Based on CMS inspection data, AMOROSO HEALTHCARE AND REHABILITATION WOODRIDGE has a clean safety record: no substantiated abuse findings (meaning no confirmed cases of resident harm), no Immediate Jeopardy citations (the most serious violation level indicating risk of serious injury or death), and is not on the Special Focus Facility watch list (a federal program monitoring the lowest-performing 1% of nursing homes). The facility has a 3-star overall rating and ranks #1 of 100 nursing homes in Pennsylvania. While no facility is perfect, families should still ask about staff-to-resident ratios and recent inspection results during their visit.

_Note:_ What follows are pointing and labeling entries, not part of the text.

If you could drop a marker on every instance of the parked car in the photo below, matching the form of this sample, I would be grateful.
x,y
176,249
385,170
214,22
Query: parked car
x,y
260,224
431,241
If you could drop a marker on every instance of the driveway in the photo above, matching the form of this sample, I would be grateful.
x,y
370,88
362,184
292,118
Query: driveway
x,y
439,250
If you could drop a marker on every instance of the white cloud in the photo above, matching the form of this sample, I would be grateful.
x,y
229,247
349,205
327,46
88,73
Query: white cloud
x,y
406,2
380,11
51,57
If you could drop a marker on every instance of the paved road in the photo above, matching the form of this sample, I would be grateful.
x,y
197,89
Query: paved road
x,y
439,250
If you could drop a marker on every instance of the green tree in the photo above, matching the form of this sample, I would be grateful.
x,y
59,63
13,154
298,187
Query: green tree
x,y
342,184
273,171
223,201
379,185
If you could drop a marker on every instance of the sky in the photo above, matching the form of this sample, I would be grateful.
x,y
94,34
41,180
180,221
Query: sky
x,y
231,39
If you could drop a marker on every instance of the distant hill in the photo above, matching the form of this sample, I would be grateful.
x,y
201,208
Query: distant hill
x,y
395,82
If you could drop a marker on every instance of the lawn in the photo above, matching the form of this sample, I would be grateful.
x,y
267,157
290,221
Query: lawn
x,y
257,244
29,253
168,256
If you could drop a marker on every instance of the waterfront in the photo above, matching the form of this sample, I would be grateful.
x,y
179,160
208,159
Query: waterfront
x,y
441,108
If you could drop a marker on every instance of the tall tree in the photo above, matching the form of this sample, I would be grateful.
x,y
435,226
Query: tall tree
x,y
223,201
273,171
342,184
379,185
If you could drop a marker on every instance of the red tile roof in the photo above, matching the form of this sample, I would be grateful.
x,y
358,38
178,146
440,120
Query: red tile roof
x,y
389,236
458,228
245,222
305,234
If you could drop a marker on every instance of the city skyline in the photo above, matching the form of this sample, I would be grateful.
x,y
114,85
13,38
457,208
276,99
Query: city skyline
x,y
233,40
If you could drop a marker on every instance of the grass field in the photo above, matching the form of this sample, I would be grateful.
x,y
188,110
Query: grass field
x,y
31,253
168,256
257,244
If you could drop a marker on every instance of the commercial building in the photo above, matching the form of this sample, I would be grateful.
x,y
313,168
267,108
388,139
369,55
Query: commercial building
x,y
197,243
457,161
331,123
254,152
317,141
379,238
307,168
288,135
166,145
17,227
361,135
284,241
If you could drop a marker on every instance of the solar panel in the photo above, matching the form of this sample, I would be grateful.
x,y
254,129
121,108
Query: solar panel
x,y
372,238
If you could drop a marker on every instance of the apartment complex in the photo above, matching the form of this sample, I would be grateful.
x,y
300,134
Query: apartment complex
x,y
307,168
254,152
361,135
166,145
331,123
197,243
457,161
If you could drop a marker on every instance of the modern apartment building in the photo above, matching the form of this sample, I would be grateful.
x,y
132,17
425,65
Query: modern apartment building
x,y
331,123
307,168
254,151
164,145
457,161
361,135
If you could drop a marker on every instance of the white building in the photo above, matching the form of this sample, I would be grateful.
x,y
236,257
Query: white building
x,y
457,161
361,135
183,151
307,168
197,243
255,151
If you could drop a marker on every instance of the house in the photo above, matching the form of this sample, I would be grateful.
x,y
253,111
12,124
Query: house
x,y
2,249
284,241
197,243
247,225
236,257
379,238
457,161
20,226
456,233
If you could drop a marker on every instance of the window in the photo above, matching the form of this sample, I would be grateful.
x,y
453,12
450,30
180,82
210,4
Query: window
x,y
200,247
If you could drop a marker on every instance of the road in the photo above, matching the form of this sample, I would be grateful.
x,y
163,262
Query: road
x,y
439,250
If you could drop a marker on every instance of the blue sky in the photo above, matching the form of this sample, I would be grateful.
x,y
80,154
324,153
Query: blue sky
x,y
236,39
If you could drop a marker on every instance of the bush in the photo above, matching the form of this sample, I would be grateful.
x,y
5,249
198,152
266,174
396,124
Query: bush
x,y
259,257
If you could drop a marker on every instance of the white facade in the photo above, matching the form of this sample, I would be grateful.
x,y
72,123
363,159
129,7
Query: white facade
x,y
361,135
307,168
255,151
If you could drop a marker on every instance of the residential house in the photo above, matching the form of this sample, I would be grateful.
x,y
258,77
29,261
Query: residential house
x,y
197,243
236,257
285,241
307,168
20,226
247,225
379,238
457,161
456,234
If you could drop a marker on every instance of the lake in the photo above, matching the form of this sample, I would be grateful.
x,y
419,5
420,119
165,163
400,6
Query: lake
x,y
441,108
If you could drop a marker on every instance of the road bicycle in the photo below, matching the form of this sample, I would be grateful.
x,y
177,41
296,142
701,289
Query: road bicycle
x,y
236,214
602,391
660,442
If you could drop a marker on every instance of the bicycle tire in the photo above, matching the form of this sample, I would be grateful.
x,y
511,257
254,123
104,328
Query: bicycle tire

Do Nurses at Amoroso Healthcare And Rehabilitation Woodridge Stick Around?

AMOROSO HEALTHCARE AND REHABILITATION WOODRIDGE has not reported staff turnover data to CMS. Staff turnover matters because consistent caregivers learn residents' individual needs, medications, and preferences. When staff frequently change, this institutional knowledge is lost. Families should ask the facility directly about their staff retention rates and average employee tenure.

Was Amoroso Healthcare And Rehabilitation Woodridge Ever Fined?

AMOROSO HEALTHCARE AND REHABILITATION WOODRIDGE has been fined $42,016 across 1 penalty action. The Pennsylvania average is $33,499. While any fine indicates a compliance issue, fines under $50,000 are relatively common and typically reflect isolated problems that were subsequently corrected. Families should ask what specific issues led to these fines and confirm they've been resolved.

Is Amoroso Healthcare And Rehabilitation Woodridge on Any Federal Watch List?

AMOROSO HEALTHCARE AND REHABILITATION WOODRIDGE is not on any federal watch list. The most significant is the Special Focus Facility (SFF) program, which identifies the bottom 1% of nursing homes nationally based on persistent, serious quality problems. Not being on this list means the facility has avoided the pattern of deficiencies that triggers enhanced federal oversight. This is a positive indicator, though families should still review the facility's inspection history directly.